Indeed, the IDF’s internal probe is rendered even more suspect by the fact that the IDF “has [in the recent past] systematically failed to investigate cases in which its soldiers have used lethal force against Palestinian civilians, fostering a climate of impunity in the army and robbing victims of an effective remedy.”

But, doesn’t Israel have the right to defend itself against attacks on its own citizens? The HRW document doesn’t seem to be denying that; what it does deny Israel, in line with international law, is Israel’s right to defend itself regardless of the cost. It’s a simple principle and can be exemplified as follows: if someone harms your children, you do not then have the right to taken even more harmful action against their children in response. (Yet funnily enough as we saw during the Lebanese war, this simple principle is broadly ignored by staunch apologists for Israeli terrorism). HRW puts it thus:

Human Rights Watch recognizes that the stated justification for this Israeli attack is Palestinian groups’ ongoing firing of homemade rockets into populated civilian areas of Israel, but that does not excuse Israel’s own violation of the same international humanitarian law that makes the Palestinian attacks unlawful. Human Rights Watch has repeatedly called on Palestinian armed groups to cease immediately firing homemade rockets into Israel, in contravention of international humanitarian law. Since September 2005 alone , Palestinian armed groups have fired around 1,700 homemade rockets into Israel, injuring 36 Israeli civilians. The rocket attacks have largely been launched toward civilian areas rather than at any apparent military target, which makes them illegal under the laws of war, and criminal. Even in cases where there may be military targets as well as civilians and civilian objects, these rockets are inherently indiscriminate weapons, since that they cannot be aimed at a specific target, and thus violate the prohibition on indiscriminate attacks. To date, the Palestinian Authority has been unable and unwilling to rein in the armed groups responsible for the attacks.

So that paradoxically, Israel’s response to the unlawful actions committed by Palestinian fighters has been to commit the same unlawful actions against the Palestinians themselves; and predictably given the absolute disparity between the two sides in terms of arms and defensive capability, the Israeli response has incurred a far bloodier toll. So, not so much an eye for an eye, but two eyes, a nose, two ears, a neck, two shoulders and a torso for an eye.

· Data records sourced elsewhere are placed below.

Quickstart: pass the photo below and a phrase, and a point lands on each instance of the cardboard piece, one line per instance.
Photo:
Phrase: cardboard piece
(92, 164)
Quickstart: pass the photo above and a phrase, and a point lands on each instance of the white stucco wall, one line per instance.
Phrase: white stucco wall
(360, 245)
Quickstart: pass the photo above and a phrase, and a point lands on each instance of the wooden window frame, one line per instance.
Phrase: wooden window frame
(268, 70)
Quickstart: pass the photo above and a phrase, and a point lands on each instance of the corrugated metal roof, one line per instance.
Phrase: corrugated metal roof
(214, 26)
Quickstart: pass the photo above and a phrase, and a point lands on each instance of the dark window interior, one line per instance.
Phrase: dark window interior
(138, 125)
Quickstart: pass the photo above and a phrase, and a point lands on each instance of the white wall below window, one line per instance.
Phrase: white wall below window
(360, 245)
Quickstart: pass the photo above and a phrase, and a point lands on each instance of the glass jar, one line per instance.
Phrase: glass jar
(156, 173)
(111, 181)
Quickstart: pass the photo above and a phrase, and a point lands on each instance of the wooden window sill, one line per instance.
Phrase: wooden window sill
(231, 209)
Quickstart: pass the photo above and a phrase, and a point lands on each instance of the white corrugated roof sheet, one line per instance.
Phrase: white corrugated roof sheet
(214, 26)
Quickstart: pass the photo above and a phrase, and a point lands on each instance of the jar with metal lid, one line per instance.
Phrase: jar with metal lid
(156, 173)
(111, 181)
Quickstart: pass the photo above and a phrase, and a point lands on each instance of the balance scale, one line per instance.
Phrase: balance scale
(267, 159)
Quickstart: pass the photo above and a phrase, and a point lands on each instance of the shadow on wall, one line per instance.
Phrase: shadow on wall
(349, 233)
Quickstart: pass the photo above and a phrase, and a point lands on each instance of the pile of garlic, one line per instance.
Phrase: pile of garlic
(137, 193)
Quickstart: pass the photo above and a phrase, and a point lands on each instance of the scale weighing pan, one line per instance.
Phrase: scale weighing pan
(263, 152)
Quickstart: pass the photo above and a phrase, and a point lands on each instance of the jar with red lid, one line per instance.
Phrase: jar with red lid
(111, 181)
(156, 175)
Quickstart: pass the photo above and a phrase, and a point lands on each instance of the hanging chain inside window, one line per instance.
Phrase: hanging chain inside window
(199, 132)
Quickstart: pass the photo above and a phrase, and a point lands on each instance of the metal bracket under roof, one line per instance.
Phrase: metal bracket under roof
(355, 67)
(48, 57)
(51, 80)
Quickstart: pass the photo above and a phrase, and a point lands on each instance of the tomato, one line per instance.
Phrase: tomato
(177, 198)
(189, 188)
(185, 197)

The last resort of Israeli apologists always seems to be to point out that even though the Palestinians always suffer disproportionately more than the Israelis (who’ve suffered no deaths as a result of the lastest round of Palestinian shellings) the intentions of the Israelis are different from the intentions of the Palestinians. However the argument, at least in this case, only has any weight if you’re prepared to discount the worth of Palestinian lives completely, at least in the course of “defending” Israeli lives: that is if you’re willing to take the risk inherent in firing rockets into heavily populated areas as acceptable in order to protect Israelis from the same (a risk Israel has proven itself time and time again willing to accept with regard to Palestinian lives). As HRW conclude, such acts can only be regarded as just under international law if “the concrete military advantage outweighs any anticipated civilian casualties or damage.” International law merely reflects a basic principle of morality here: intention cannot be divorced from foreknowledge of effects. Regardless of whether the Israeli’s intentions were indeed to prevent rocket attacks, the awareness that their “preventative” actions would likely result in several civilian deaths makes them directly culpable for those deaths. That this has to be spelled out, really says something profound about the coverage of this conflict; coverage in which intuitive notions of morality and right and wrong are often baldly ignored.

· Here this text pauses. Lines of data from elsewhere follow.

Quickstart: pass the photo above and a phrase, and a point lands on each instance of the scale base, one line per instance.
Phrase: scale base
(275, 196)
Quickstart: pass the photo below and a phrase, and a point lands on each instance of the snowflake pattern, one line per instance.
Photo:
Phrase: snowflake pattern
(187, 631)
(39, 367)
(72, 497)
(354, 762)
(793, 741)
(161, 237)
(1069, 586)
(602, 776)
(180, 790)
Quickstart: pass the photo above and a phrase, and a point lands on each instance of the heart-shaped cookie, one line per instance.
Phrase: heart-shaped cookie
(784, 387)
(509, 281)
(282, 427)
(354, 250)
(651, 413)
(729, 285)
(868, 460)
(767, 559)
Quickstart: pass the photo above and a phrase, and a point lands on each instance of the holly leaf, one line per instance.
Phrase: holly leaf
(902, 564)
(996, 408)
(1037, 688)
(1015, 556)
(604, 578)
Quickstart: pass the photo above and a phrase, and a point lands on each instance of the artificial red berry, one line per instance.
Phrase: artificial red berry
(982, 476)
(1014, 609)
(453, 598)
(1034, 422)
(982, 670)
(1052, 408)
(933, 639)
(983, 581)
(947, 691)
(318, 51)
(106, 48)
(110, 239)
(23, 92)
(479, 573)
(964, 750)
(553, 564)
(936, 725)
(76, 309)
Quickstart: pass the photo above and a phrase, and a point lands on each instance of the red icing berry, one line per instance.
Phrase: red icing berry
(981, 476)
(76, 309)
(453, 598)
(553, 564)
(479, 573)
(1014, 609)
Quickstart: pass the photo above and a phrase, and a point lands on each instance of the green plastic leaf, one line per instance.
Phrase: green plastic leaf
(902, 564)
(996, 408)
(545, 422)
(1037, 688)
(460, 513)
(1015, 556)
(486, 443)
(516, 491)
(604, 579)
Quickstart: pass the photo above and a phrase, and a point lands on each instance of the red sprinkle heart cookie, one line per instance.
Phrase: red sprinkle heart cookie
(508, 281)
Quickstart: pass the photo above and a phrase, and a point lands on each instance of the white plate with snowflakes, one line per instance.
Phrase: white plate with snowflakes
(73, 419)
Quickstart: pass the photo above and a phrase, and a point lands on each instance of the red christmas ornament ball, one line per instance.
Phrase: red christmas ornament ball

In fact to turn to the BTSelem report:

Even according to the military, the shelling was not defensive; it was not aimed at Palestinian fire or Qassam rocket-fire that was in progress. The artillery was aimed at what the IDF refers to as a “launching space,” i.e., an area from which the army believes that Qassams had previously been fired.

Shells fired from cannons several kilometers away are known and expected to occasionally miss their target by a few hundred meters. For this reason, it is especially likely that such weapons will harm civilians when they are fired towards or near densely-populated residential areas. Several such cases have occurred over the past year, and it was to be expected that they could recur.
Moreover, in April 2006, it was reported that the IDF reduced – from 300 meters to 100 meters – the “safety range” between populated areas in the Gaza Strip and the areas targeted for artillery fire. Six human rights organization, B’Tselem among them, warned about the great risk inherent in the decision, contending it would lead to the injury of innocent civilians. The organizations petitioned the High Court of Justice to order the IDF to cancel the decision. The High Court has not yet ruled in the matter.

BTSelem conclude:

The circumstances involved in the killing of the Palestinians in Beit Hanun, including the fact that the attack was not a defensive action, raise a grave concern that the shelling constitutes a war crime. The Israeli military’s contention that they did not mean to harm civilians is meaningless, and cannot justify an action that amounts to a war crime.

In other words it would be more than remiss of Israel not to properly investigate what may likely be a war crime.

So what was the official response in the UK and US to the massacres? Well as usual it betrayed a lack of recognition of the humanity of and a complete sense of contempt towards the Palestinians. There was no immediate call for sanctions, no outright condemnations of the Israeli bloodbath or severe reprimands from amongst its biggest funders and armers. Just placid statements of regret such as for example from Margret Beckett:

It is hard to see what this action was meant to achieve and how it can be justified… Israel must respect its obligation to avoid harming civilians.

And from Israel’s greatest ally as well and its chief global source of military and financial support? The Guardian reported that:

The US called on Israel to exercise ‘restraint’, noting its ‘regret’ at civilian casualties and the launch of an inquiry into how a residential area had come under artillery fire.

UN rapporteur John Duggard on the other hand, had this to say:

This brutal collective punishment of a people, not a government, has passed largely unnoticed by the international community. The Quartet… has done little to halt Israel’s attacks.

Worse still, the [UN] Security Council has failed to adopt any resolution on the subject or attempt to restore peace to the region. The time has come for urgent action on the part of the Security Council.

Interestingly enough, I was also reading an online article from the American Prospect website today, which examined the burgeoning relationship between China and Africa. Although the article’s account of the Afro-Chinese relationship gave cause for much optimism (China’s investment in Africa may prove extremely beneficial to the growth of African economies) it seemed a tad apprehensive at the same time:

[S]ome African observers have suggested that when China does not join other nations in pressuring regimes to change their practices, its inaction actually amounts to interfering in domestic politics — on behalf of abusive rulers, and in contravention of the wishes of average Africans.

Quite rightly, the claim here is that one country’s inaction may itself be a means of granting its consent to the immoral and unjust actions of another country with which it may be closely alligned through, in this case substantial investment interests. I don’t need to spell out how this translates to the case of Israel and the US (and also the UK); and yet very few Western commentators seem to explicitly make the connection. Nor is it reflected in mainstream news coverage.

 BTW.The BBC’s coverage of Bait Hanoun has been, as usual, pitiful (not to say it wasn’t covered, it was on for example Newsnight, it’s how it was covered that pisses me off).